Treća strana medalje (Third side of medal) is the third studio album by the Serbian hip-hop artist Marčelo. The album contains 15 songs and features various artists from Serbia and Croatia. The album was released by the end of 2008, and contains different music styles, including pop, rock/rock 'n' roll and blues.
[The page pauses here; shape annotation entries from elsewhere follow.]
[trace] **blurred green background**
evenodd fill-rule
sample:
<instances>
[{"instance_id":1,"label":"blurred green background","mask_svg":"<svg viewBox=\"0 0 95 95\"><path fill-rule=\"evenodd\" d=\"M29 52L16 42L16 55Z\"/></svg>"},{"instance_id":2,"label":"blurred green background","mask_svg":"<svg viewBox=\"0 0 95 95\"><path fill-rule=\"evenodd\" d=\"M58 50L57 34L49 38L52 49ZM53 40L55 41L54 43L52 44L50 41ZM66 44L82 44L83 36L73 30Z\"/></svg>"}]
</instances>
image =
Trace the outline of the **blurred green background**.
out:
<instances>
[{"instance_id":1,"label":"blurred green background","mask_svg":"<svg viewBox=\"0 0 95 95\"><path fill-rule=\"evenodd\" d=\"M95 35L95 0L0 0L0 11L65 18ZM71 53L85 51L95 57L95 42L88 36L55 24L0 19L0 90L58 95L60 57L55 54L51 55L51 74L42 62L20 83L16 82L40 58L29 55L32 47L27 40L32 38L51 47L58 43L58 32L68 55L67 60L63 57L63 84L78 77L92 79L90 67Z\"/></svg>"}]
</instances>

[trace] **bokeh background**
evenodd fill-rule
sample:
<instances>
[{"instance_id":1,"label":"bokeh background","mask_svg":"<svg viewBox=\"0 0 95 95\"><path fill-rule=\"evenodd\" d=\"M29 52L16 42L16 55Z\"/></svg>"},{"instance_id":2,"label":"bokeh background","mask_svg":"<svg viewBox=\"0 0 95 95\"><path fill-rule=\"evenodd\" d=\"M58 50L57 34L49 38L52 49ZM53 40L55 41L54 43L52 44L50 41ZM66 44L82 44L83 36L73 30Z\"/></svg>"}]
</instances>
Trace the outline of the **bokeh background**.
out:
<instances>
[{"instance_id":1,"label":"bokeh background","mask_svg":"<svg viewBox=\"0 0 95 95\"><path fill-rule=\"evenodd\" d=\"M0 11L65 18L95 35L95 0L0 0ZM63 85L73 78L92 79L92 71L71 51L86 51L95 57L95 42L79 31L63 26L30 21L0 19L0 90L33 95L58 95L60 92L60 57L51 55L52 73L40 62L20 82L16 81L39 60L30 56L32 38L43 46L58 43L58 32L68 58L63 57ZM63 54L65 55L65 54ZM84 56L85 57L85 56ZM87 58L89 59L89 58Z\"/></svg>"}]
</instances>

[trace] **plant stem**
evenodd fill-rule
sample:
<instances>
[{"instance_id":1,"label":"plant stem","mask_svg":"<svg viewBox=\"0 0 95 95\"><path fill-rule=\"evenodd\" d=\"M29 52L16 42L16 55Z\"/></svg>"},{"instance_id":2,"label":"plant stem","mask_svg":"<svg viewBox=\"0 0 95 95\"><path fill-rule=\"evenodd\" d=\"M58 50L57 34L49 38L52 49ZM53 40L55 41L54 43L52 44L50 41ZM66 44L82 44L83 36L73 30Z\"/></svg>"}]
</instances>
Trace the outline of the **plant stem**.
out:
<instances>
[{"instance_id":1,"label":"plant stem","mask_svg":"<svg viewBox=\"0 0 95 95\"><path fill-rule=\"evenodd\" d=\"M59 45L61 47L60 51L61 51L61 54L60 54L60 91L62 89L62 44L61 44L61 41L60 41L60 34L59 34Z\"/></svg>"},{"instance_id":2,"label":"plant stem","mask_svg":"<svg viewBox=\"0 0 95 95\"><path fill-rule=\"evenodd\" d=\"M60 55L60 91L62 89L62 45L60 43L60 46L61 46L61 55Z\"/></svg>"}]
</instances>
The album was accepted by the audience like the first two.

==Track listing==

| # | Title | Production | Featured guest(s) | Time |
|---|---|---|---|---|
| 1 | "Testament" | Music by: Wikluh Sky; Arrangements by: Wikluh Sky, Marčelo; Scratching by: DJ Raid; |  | 5:26 |
| 2 | "Minut ćutanja" |  |  | 1:01 |
| 3 | "Tri želje" | Music by: Wikluh Sky; Arrangements by: Dr Dra and Marčelo; Background vocals by: Marčelo, Nensi, Dr Dra; Double bass & bass by: Aleksandar Andrić; | Special guest: Danica Radman; | 6:16 |
| 4 | "Ponos" | Music by: Wikluh Sky; Scratching by: DJ Raid; Arrangements by: Wikluh Sky, Marčelo, Dr Dra, Nikola Berček; Vocals: Marčelo, Nensi, Dr Dra; Bass by: Aleksandar Andrić; |  | 5:02 |
| 5 | "Treće oko" | Music by: Smajli; Arrangements by: Smajli, Dr Dra and Marčelo; |  | 3:52 |
| 6 | "Krasnokalipsa" | Music by: D. Ristić; Arrangements by: D. Ristić, Dr Dra and Marčelo; Scratch by: Dj Raid; | Featuring: Kal; | 2:39 |
| 7 | "Mimohod" | Music by: Dr Dra; Arrangements by: Marčelo, Nafta Dr Dra; Beatbox by: Yula; Vocals by: Marčelo, Dr Dra; |  | 5:24 |
| 8 | "Neko treći" | Music by: Smajli; Arrangements by: Smajli, Dr Dra, Marčelo; Scratching by: DJ Raid; Vocals by: Marčelo, Ministar Lingvista and Dr Dra; | Featuring: Ministar Lingvista; | 3:57 |
| 9 | "(Kata)strofe bola" | Music by: Wikluh Sky; Arrangements by: Marčelo and Wikluh Sky; Vocals by: Marčelo and Wikluh Sky; |  | 4:57 |
| 10 | "Slova" | Culturaly enlightened: Marčelo and Dr Dra; |  | 1:27 |
| 11 | "Bluz o duhu iz boce" | Music by: Wikluh Sky; Arrangements by: Wikluh Sky, Dr Dra and Marčelo; Guitars by: Peca, I. Pavlović and Wikluh Sky; Bass by: Aleksandar Andrić; Drums by: Nafta; |  | 4:48 |
| 12 | "Tri prsta" | Music by: Dr Dra; Arrangements by: Marčelo and Dr Dra; Vocals by: Marčelo and Jenđe; Bass by: Aleksandar Andrić; Drums by: Marko "Nafta" Milivojević; | Featuring: Jenđe; | 5:52 |
| 13 | "Mrak" | Arrangements by: Marčelo, Dj Raid and Dr Dra; Music by: DJ Raid and Dash; Bass by: Aleksandar Andrić; |  | 5:29 |
| 14 | "Dole" | Music by: Wikluh Sky; Arrangements by: Marčelo, Wikluh Sky and Dr Dra; | Featuring: Doktor Protić; | 4:44 |
| 15 | "Svetla gore" | Music by: Dr Dra; Arrangements by: Marčelo and Dr Dra; Scratch by: Dj Raid; Bass by: Aleksandar Andrić; Guitars by: Peca, Dr Dra, N. Berček; Drums by: Nafta; Background vocals by: Marčelo, Ministar Lingvista, Nensi and Smajli; | Featuring: Goran Dimitrijević; | 2:04 |
| 16 | "Srećna strana medalje" | Music by: Wikluh Sky; Arrangements by: Wikluh Sky, Aleksandar Cupara, Marčelo and Dr Dra; Bass by: Aleksandar Andrić; | Featuring: Wikluh Sky; | 4:10 |

==Other==
- The limited edition of the album contained a bonus disc, called "Bonus strana medalje". It featured the members of the Filter Crew, as well as several other artists, like Iskaz. On the bonus disc, there are remixes of three songs from the previous albums: Pozerište, Bol i revolt, Kuća na promaji.